Cumming’s mother-in-law is a Trump-voter, and he’s made his feelings known. “I say, ‘Just so you know, I think you’re voting against me, against your son, against poor people, against people of colour – you’re persecuting all of these people. That’s all I want you to acknowledge.’ So that doesn’t go down well, but I do it… in a cute way.”

His anti-Republican leanings have seen him receive death threats on social media before, and when potential Twitter owner Elon Musk said he’d allow Trump back on the site, Cumming abruptly deleted his account (“The president incited violence, and you’re going to let him do that? That seems lawless”). Today, he reaffirms a previous pledge that, after a quarter of a century, he will leave the country and return to Britain if Trump comes back. Maybe even if he doesn’t.

“Yeah, [I will]. I don’t think he’s going to come back, but I still feel I might leave. I don’t know, I worry about what’s going to happen in a few years, and don’t know if there’s a place for me there. I don’t want to live in a country where I get death threats for posting on Instagram!” The hands go up again. “Because that’s nuts.”

Releasing a second memoir by your mid-50s might seem like the behaviour of either a wondrous ego or a debt-ridden publishing house but Cumming’s life has taken enough turns to justify a dozen volumes. He was born in Perthshire, Scotland, where his father, Alex, was the head forester on the Panmure Estate on the Angus coast. There, Cumming, his loving mother, Mary Darling, and older brother, Tom, grew up in fear of Alex, who was violent and abusive to the boys, as well as a serial adulterer.

“I actually think the prolonged period of tension before landing his blows, as we were systematically inspected, chided and humiliated, had a far worse effect than the actual hits,” he wrote in his first autobiography, Not My Father’s Son. “My father told me I was worthless, my mother that I was precious. They couldn’t both be right, but they evened each other out and I began to make my own mind up, not just about myself but about everything that was going on around me.”

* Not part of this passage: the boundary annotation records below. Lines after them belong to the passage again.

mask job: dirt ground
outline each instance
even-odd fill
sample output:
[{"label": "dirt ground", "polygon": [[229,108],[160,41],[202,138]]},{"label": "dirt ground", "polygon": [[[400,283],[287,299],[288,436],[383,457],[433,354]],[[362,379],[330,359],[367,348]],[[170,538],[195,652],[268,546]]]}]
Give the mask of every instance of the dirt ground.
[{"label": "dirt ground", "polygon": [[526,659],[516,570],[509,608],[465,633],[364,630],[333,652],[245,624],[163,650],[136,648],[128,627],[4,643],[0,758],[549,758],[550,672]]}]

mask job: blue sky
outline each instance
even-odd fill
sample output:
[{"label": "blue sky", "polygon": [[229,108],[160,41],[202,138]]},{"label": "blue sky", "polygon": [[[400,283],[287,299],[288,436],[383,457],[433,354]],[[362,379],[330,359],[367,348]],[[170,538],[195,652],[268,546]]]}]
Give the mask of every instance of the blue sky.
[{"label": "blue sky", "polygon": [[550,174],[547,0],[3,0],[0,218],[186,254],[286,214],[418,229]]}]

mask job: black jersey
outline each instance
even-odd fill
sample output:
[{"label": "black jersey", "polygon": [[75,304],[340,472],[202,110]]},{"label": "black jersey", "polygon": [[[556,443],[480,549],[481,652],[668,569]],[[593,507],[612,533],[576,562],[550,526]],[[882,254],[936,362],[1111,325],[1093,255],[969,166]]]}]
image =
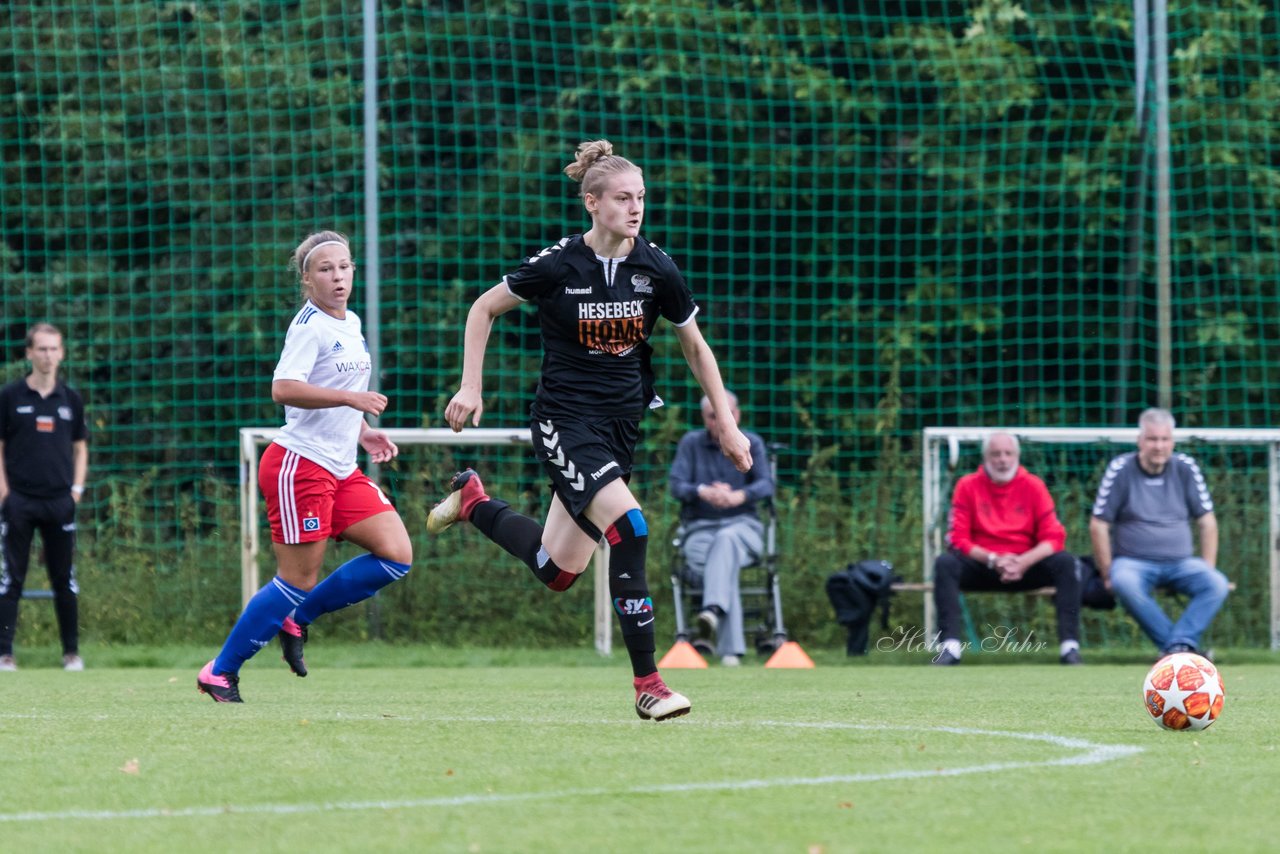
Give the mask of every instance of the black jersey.
[{"label": "black jersey", "polygon": [[61,380],[49,397],[18,379],[0,389],[0,442],[9,488],[58,498],[72,488],[72,446],[88,438],[84,402]]},{"label": "black jersey", "polygon": [[658,316],[681,326],[698,312],[676,262],[643,237],[622,259],[602,259],[572,234],[503,277],[538,306],[543,369],[535,411],[639,417],[659,405],[649,335]]}]

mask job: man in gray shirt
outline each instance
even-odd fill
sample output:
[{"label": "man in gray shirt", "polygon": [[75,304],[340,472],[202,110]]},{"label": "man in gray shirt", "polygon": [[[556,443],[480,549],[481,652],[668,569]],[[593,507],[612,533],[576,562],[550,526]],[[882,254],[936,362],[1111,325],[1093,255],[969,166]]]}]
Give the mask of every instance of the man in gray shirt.
[{"label": "man in gray shirt", "polygon": [[[1199,529],[1194,554],[1189,520]],[[1093,557],[1107,589],[1162,654],[1199,652],[1228,594],[1215,568],[1217,520],[1196,460],[1174,453],[1174,416],[1149,408],[1138,419],[1138,451],[1111,461],[1089,520]],[[1172,621],[1152,592],[1169,588],[1189,597]]]},{"label": "man in gray shirt", "polygon": [[[737,397],[728,392],[733,419],[741,419]],[[719,449],[721,425],[710,401],[703,398],[705,430],[690,430],[671,463],[671,494],[681,504],[682,551],[689,568],[703,576],[703,609],[698,622],[716,635],[716,654],[730,667],[746,652],[739,574],[764,551],[764,525],[758,503],[773,497],[773,475],[764,439],[744,430],[751,443],[751,469],[739,471]]]}]

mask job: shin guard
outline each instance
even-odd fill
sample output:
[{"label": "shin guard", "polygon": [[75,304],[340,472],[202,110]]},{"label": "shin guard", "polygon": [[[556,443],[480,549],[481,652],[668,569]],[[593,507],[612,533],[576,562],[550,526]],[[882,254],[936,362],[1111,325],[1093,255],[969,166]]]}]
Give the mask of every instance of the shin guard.
[{"label": "shin guard", "polygon": [[639,508],[628,510],[605,529],[604,536],[611,549],[609,595],[613,598],[613,611],[618,615],[622,640],[631,656],[635,675],[648,676],[658,670],[653,661],[657,647],[653,598],[644,572],[649,525]]}]

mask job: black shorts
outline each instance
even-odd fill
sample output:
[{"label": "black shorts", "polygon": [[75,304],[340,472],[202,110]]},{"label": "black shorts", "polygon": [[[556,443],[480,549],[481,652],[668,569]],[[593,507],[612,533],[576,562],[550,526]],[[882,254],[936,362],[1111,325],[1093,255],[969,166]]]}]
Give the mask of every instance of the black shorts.
[{"label": "black shorts", "polygon": [[[529,430],[534,437],[534,455],[550,476],[552,490],[579,526],[586,522],[586,506],[602,487],[618,478],[631,478],[631,461],[640,438],[636,417],[539,419],[535,412]],[[591,534],[594,528],[582,530]]]}]

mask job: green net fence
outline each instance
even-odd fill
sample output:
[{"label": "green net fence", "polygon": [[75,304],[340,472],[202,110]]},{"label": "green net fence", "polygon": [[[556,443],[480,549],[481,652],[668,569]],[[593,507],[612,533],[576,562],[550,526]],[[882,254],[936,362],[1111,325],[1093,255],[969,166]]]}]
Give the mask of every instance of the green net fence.
[{"label": "green net fence", "polygon": [[[443,424],[470,302],[586,227],[559,174],[576,143],[607,137],[645,169],[645,234],[684,269],[745,425],[783,446],[801,638],[838,643],[822,579],[845,562],[919,577],[923,426],[1126,425],[1157,402],[1162,257],[1180,421],[1275,421],[1274,4],[1170,12],[1167,254],[1129,3],[384,1],[376,127],[357,6],[0,8],[0,364],[24,373],[32,321],[67,333],[92,430],[91,638],[214,641],[234,617],[236,429],[280,420],[269,379],[297,305],[293,246],[338,228],[371,257],[366,140],[380,300],[357,293],[357,310],[379,320],[388,426]],[[655,344],[668,406],[635,483],[660,528],[699,393],[669,329]],[[532,316],[499,320],[488,425],[524,424],[538,361]],[[462,453],[415,449],[384,471],[415,530]],[[502,471],[543,506],[531,465]],[[1069,524],[1085,549],[1084,521]],[[531,592],[495,621],[518,567],[470,531],[416,545],[428,571],[381,597],[381,622],[361,611],[334,631],[590,635],[588,592]],[[1215,631],[1265,644],[1266,608],[1236,597]],[[32,631],[46,611],[24,611]]]}]

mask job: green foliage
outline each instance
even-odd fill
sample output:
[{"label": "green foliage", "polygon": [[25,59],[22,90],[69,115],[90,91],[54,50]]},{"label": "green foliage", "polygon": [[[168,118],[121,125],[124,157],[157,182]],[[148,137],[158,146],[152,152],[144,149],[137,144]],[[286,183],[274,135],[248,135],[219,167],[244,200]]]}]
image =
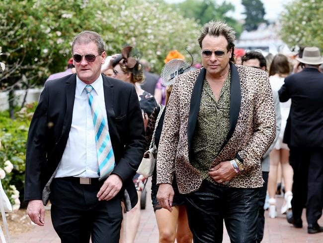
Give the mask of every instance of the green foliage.
[{"label": "green foliage", "polygon": [[228,12],[234,10],[235,6],[226,1],[220,5],[211,0],[186,0],[173,5],[178,8],[184,17],[194,18],[202,25],[211,20],[224,20],[236,30],[237,38],[242,32],[242,24],[227,16]]},{"label": "green foliage", "polygon": [[290,47],[317,46],[323,51],[323,1],[296,0],[281,17],[282,39]]},{"label": "green foliage", "polygon": [[266,22],[263,18],[266,14],[265,8],[260,0],[242,0],[242,3],[245,9],[243,12],[246,15],[243,26],[246,30],[255,30],[259,23]]},{"label": "green foliage", "polygon": [[[0,1],[2,88],[42,84],[63,71],[74,37],[84,30],[100,33],[108,54],[136,46],[160,72],[173,49],[197,50],[198,25],[162,2],[144,0]],[[1,88],[1,87],[0,87]]]},{"label": "green foliage", "polygon": [[[0,139],[2,144],[0,150],[0,168],[4,170],[1,173],[5,173],[1,182],[12,204],[15,204],[14,199],[11,198],[15,190],[10,186],[15,186],[20,192],[20,201],[23,200],[27,136],[36,105],[36,103],[26,105],[16,113],[15,120],[8,118],[4,114],[5,113],[0,114]],[[13,165],[10,172],[6,169],[7,160]]]}]

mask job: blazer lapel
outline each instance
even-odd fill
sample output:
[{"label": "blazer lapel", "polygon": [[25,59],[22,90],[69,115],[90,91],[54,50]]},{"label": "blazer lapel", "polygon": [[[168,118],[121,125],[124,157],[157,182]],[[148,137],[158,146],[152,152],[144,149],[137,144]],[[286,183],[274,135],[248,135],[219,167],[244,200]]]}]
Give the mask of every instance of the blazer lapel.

Alex would challenge his sons to complete increasingly difficult maintenance tasks around the estate, then beat them when they failed. Cumming escaped to drama school, training at what is now the Royal Conservatoire of Scotland and beginning a career that has never been short of work.

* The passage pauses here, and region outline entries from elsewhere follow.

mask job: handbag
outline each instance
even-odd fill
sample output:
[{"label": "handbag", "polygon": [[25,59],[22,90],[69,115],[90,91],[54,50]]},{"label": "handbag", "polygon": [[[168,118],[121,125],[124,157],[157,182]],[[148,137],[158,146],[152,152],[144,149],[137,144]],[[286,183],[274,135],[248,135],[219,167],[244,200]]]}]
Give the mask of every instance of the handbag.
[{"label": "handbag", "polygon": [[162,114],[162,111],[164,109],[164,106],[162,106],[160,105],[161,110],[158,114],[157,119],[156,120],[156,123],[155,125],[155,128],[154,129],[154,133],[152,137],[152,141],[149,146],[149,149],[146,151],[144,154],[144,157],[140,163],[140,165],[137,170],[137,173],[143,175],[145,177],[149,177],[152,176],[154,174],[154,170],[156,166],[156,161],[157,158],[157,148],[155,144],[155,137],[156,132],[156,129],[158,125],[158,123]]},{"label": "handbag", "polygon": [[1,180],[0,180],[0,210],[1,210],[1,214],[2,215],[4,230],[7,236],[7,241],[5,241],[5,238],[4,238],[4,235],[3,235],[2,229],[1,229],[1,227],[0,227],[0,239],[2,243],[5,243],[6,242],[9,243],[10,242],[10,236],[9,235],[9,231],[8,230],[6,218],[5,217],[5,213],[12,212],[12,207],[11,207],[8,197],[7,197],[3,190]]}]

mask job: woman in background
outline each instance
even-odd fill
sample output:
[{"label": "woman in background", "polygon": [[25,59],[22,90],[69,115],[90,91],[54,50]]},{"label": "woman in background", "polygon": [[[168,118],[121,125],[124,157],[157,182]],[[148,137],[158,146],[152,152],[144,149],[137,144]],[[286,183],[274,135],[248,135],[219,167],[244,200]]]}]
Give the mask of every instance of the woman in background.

By 20, Cumming was married to the actress Hilary Lyon, who would play Ophelia opposite his Hamlet at the Donmar Theatre eight years later, the same year they divorced. The torture of his childhood caught up with him in his late 20s, when his mental health collapsed just as his screen career was taking off.

As he writes in his second memoir, Baggage: Tales from a Fully Packed Life, even on the day of his GoldenEye audition in 1994, “the shadow of suicide had entered my mental periphery.” Yet he still got the part of the baddie, a Russian computer geek. “The fact that I didn’t want to let anyone down by postponing or cancelling the meeting says a lot about how little I valued myself at the time. Before, immediately afterwards, and, indeed, during, I was a zombie.”